Who are we? We are our stories.

Friday, September 27, 2013

Rocks and Lichens

The rocks of the north shore of Lake Superior are old, maybe the oldest rocks on earth. They were there before the ice ages filled the lake, before humans, before dinosaurs, before we crawled out of the swamps. Even before trilobites and such. They were spewed out of volcanoes almost a billion ages ago when the earth was creating itself - yes, that's a billion with a "b". 

Since then the weather, plants, mosses and lichens are doing their best to grind those rocks into sand. The rocks of Superior were there before us and they will be there after our species passes. I think we are going to be a fast flicker. Maybe the rocks will remember us when we're gone. "Yes, humans, I remember them; they weren't here very long. Let's see, were they here before trilobites? Or after? After, I think."

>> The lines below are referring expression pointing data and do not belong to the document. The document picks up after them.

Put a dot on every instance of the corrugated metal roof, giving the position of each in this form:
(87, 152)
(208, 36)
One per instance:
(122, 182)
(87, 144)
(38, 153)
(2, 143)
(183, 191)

The lichens themselves are interesting. They are actually a combination of two plants, a fungus and one or more algal species. Not time or room here - and nobody cares much. What I really care about is their tenacious, harsh beauty. 











1 comment:

Margadant said...

I developed somewhat of an appreciation for this sort of stuff from a botanist friend who pointed out a little fungus on a log that was called "fairy barf." Delicate little pinkish stuff that held up a stream transect for 20 minutes while everybody filed by "ooowing."